Materials and methods

Conceptualization of scenarios and video shoot

An interdisciplinary team of persons responsible for the trauma team training in the different departments conceived and scripted two scenarios. In both scenarios, the trauma leader explains his work and the processes of the trauma room to a medical student. When the patient arrives, clear communication between all team members is key and is depicted, enabling the viewer to perceive each action. The general goal of the VR application was to supplement trauma room experience to medical professionals. The aim of this first evaluation described was acceptance of VR training methods and differences among the users depending on their prior experience and personal characteristics.

Scenario 1

A young man riding a bicycle was involved in a traffic accident and brought to the trauma team by an emergency physician. The patient is awake and cardiorespiratory stable on arrival, he has no visible wounds and claims to have abdominal pain. In the trauma diagnostics No injuries were found in the trauma diagnostics.

Scenario 2

An elderly patient is brought in by an emergency doctor with reduced vigilance and compromised blood pressure but no known trauma. In the focused assessment with sonography for trauma (FAST), large amounts of free intra-abdominal fluid are found. A CT scan shows a ruptured spleen, and the patient is brought to angiography for further treatment.

A detailed script of the scenarios is provided as a supplement (Supplement 3).

In both scenarios, the role of each team member is clearly depicted and their tasks are emphasized. A total of ten physicians, three nurses and one medical student are involved in both scenarios, an actor portrays the patient. The videos were filmed using a 3D 360° camera in 8k (Insta360 Pro 2; Insta360, Guangdong, China) with the support of a company specialized in 360° video shooting (Visual-Impressions GmbH, Magdeburg, Germany). Filming took place in the actual trauma room and the Department of Radiology and included real medical equipment. Each scenario is about 35 min long.

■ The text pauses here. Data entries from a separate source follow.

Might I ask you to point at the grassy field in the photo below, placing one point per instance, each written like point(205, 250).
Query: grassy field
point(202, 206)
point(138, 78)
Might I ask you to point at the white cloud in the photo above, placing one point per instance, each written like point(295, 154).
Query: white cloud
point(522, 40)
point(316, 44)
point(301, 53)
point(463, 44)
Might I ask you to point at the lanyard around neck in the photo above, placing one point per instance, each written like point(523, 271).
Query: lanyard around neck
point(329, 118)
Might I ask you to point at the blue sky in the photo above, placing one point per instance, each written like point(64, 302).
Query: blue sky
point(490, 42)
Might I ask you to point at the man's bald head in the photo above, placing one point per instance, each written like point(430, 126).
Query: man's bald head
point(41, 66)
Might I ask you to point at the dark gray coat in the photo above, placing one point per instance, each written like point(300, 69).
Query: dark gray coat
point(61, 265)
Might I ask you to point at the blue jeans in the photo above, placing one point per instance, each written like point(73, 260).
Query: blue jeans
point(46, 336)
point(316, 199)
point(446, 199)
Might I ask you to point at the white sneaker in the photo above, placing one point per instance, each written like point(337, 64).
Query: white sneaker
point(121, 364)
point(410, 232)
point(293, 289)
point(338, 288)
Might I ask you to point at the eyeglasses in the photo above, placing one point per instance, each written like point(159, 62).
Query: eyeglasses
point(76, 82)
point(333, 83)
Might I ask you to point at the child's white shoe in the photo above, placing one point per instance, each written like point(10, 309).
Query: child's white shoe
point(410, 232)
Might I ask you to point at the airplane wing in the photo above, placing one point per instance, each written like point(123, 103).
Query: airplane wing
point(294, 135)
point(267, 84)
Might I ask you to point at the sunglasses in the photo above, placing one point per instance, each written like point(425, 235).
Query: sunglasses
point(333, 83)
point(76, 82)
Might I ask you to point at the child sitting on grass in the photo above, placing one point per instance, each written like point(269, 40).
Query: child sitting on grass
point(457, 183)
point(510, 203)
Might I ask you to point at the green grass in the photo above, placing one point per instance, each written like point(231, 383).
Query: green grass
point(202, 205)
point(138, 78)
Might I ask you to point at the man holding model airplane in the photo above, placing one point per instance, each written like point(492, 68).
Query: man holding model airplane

Creation of the 360° immersive virtual reality environment

The 360° videos obtained were edited and stitched based on the scenarios using Shotcut video editing tool (Meltytech, LLC, United States). We utilized the cross-platform game engine Unity (version 2019.2.18f1) as an environment for VR development. A Virtual Reality Toolkit (VRTK) was used to develop basic VR interactions. The VR environment with 360° videos was developed in a manner similar to the that described in [18]. We used the VIVE Media Decoder, a high-performance video decoding plugin, to implement video streaming in VR. For eye tracking, VIVE SRanipal and Tobii XR SDKs were used to access the eye tracking capabilities of HTC Vive Pro Eye VR headset in Unity. This VR headset provides 110° trackable field of view with 120 Hz tracking gaze data output frequency and 0.5°–1.1° accuracy for eye tracking performance. A heat map was generated using tracked gate data that visualizes the points of interest during the session. A mapping layer with the heat map texture was developed to track the gaze data and generate the heat map in real time. Additionally, recorded gaze data and timestamps can be applied to create a replay video with real-time gaze and heat-map visualizations. We used FB Capture SDK (version 2.25) and its metadata injection to record the replay 360° video while the user is performing in VR. This allows post-hoc assessment and scoring. Patel et al. [19] described their process of creating an immersive 360° VR environment, which differs from our set-up, but may be helpful for other centers seeking to create their own applications.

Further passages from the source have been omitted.